Multimodal rank

It is generally assumed that segmentation plays an important role in visual communication as part of the socially shared communicative resources employed both by text producers and by text receivers (Kress 2010: 44–5).

Rank in the description of language

In Systemic Functional Linguistics (e.g. Martin 1992; Halliday and Matthiessen 2004; Martin and Rose 2003) the concept of rank is used to identify and describe units that display grammatical patterns. The units (clause, group/phrase, word) are hierarchically organized, so that a clause is composed of groups/phrases that fulfill clause functions and a group/phrase is composed of words that fulfill group functions (intrastratal realization). The clause, as the largest grammatical unit, is considered a realization of the semantic categories (experiential) figure, (interpersonal) move and (textual) message (interstratal realization). The structure of a grammatical unit is described by reference to the corresponding system network (a clause is described by reference to the clause network, a group/phrase by reference to the group/phrase network). Rank scales are also used in the description of phonology and semantics.

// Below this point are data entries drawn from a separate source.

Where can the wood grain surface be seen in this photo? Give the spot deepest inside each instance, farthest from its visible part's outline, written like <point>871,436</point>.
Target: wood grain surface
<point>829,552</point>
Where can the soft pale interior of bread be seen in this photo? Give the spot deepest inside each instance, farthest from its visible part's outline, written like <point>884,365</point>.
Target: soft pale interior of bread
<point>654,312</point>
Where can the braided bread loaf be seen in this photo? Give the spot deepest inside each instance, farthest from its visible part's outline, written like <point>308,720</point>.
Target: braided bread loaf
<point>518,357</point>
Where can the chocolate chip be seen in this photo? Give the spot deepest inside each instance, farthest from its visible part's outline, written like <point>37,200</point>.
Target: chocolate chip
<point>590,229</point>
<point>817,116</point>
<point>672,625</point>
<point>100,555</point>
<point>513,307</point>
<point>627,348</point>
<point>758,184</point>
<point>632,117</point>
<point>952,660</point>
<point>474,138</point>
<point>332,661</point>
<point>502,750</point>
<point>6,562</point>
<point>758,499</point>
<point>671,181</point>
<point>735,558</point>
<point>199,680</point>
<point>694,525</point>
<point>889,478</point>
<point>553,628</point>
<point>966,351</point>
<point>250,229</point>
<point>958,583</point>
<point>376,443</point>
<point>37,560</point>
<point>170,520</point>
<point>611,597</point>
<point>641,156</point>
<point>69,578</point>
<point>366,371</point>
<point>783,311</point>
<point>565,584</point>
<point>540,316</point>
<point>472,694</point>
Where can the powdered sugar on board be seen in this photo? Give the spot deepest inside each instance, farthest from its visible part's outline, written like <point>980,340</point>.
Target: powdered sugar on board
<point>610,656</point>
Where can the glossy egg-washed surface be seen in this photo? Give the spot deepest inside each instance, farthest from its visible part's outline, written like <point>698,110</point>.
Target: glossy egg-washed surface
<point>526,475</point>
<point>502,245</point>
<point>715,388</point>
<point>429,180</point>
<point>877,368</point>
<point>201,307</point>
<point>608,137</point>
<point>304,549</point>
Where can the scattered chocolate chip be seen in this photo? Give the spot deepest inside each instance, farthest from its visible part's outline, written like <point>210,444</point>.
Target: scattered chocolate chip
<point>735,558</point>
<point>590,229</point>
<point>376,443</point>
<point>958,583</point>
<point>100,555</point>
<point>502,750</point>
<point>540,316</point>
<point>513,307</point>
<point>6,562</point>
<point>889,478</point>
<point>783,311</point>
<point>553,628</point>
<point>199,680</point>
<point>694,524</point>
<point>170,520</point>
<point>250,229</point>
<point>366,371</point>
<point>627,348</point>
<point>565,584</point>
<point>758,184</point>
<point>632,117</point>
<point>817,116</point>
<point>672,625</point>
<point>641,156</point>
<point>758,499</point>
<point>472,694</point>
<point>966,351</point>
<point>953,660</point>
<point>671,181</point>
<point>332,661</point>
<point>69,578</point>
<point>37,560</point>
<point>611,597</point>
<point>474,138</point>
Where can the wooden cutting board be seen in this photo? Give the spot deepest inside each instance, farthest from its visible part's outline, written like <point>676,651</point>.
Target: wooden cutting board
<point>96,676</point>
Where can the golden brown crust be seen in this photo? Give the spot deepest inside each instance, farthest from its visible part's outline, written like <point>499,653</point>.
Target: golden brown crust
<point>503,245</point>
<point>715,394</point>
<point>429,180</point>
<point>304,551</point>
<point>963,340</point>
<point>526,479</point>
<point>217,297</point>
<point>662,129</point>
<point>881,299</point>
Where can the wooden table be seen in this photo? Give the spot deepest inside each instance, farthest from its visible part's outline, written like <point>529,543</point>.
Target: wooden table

  • One problem of the hierarchical rank scale used in SFL is that it is partly based on the (internal) structure of a unit and partly based on the (external) function of the unit. Thus, Hello! is considered a clause when it fulfills a move in an interaction, but it cannot be analyzed by means of clause functions such as Subject, Finite, etc. It is considered a minor clause (but still a clause). On the other hand, who lives in France (in: My mother who lives in France is a beautiful woman) is considered a clause because it is composed of clause functions (Subject, Finite, etc), but is treated as a rankshifted clause that does not fulfill a move in an interaction.
  • Basic question: Should we be able to identify multimodal grammatical units – and where does this leave the linguistic and visual rank scales?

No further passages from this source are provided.